What I can (and therefore will) do, however, is give a great big hello to all of my loyal readers and a slightly smaller hello to those of you readers who found this article not so much by following me but by meandering through the jungle of Student Life. How was your summer, reader? Did you go home and see as many friends as you could in those precious few hours of the day you weren’t working? Did you stay here or attend some other university, taking classes or perhaps doing research? Was there an internship waiting for you in some strange city at the beginning of last May?
Regardless of what you did, what you are doing now is the same as what we all are doing now: enjoying the scant time we all have here in St. Louis before we go back to a new school year. But maybe this is a bittersweet time for you. Are you filled with reflections about the past three or four months? Is your mind abuzz with thoughts of what had changed back home? Mine is.
I was still friends with the people I’d been friends with in high school. We still went to the same ice cream parlors and bowling alleys and movie theaters, swam in the same pools, hung out in the same parking lots.
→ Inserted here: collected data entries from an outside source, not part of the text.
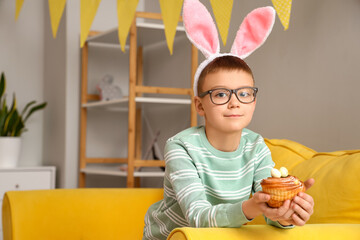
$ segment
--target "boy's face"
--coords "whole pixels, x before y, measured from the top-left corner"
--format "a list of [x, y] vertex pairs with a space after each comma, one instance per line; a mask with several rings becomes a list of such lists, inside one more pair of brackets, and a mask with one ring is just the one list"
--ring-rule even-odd
[[[202, 91], [215, 88], [238, 89], [254, 87], [252, 76], [239, 70], [220, 70], [207, 75], [204, 79]], [[205, 118], [206, 130], [218, 133], [241, 132], [251, 122], [256, 100], [252, 103], [241, 103], [231, 95], [228, 103], [216, 105], [212, 103], [210, 94], [200, 98], [195, 97], [196, 111]]]

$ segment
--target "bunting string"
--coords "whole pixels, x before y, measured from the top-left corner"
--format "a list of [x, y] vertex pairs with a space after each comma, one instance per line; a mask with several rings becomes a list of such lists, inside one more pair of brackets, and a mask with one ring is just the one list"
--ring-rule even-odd
[[[289, 28], [292, 0], [271, 0], [284, 30]], [[48, 0], [49, 14], [53, 37], [56, 38], [59, 23], [64, 13], [66, 0]], [[17, 21], [24, 0], [15, 2], [15, 20]], [[31, 1], [29, 1], [31, 3]], [[92, 22], [101, 0], [80, 0], [80, 47], [89, 35]], [[139, 0], [117, 0], [118, 36], [121, 49], [125, 51], [126, 39], [129, 34], [131, 23], [134, 19]], [[228, 36], [233, 0], [210, 0], [216, 24], [224, 45]], [[173, 53], [173, 44], [178, 26], [179, 16], [183, 0], [159, 0], [164, 33], [170, 54]]]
We were still close, almost as close as we’d been before college. But something had changed irreversibly.
The fact of the matter is that a year away changed me in ways that I still don’t quite understand. I have more perspective now; the problems that seemed so insurmountable during high school now make me scoff; the petty concerns of me and my peers have revealed themselves to be nothing more than adolescent whining. I have more experience now; people are more comprehensible to me, and I am more open to new exploration.
The topic of conversation at my home-away-from-home (I spend most of my time here—so much, in fact, that I find it difficult to imagine being anywhere else for extended periods of time) strayed from whatever we talked about before college-mania took us over during senior year to stories from college: what we or our friends did, things we saw or heard, the strange people one is bound to meet at an institute of higher learning. True, the stories petered out as time went by, but they were always there.
I spent more and more of my time alone as the summer progressed, wishing fervently for time to speed up until my return here and my reunion with my college friends. While final goodbyes last year were emotional ordeals—sometimes lasting hours—a simple “Have a nice semester” seemed like overkill this year.
Did these changes need to happen? Are they a necessary consequence of leaving the nest, taking on some independence and having life encounters that are totally different from those of the peers with whom I grew up? Am I, Heaven forbid, maturing?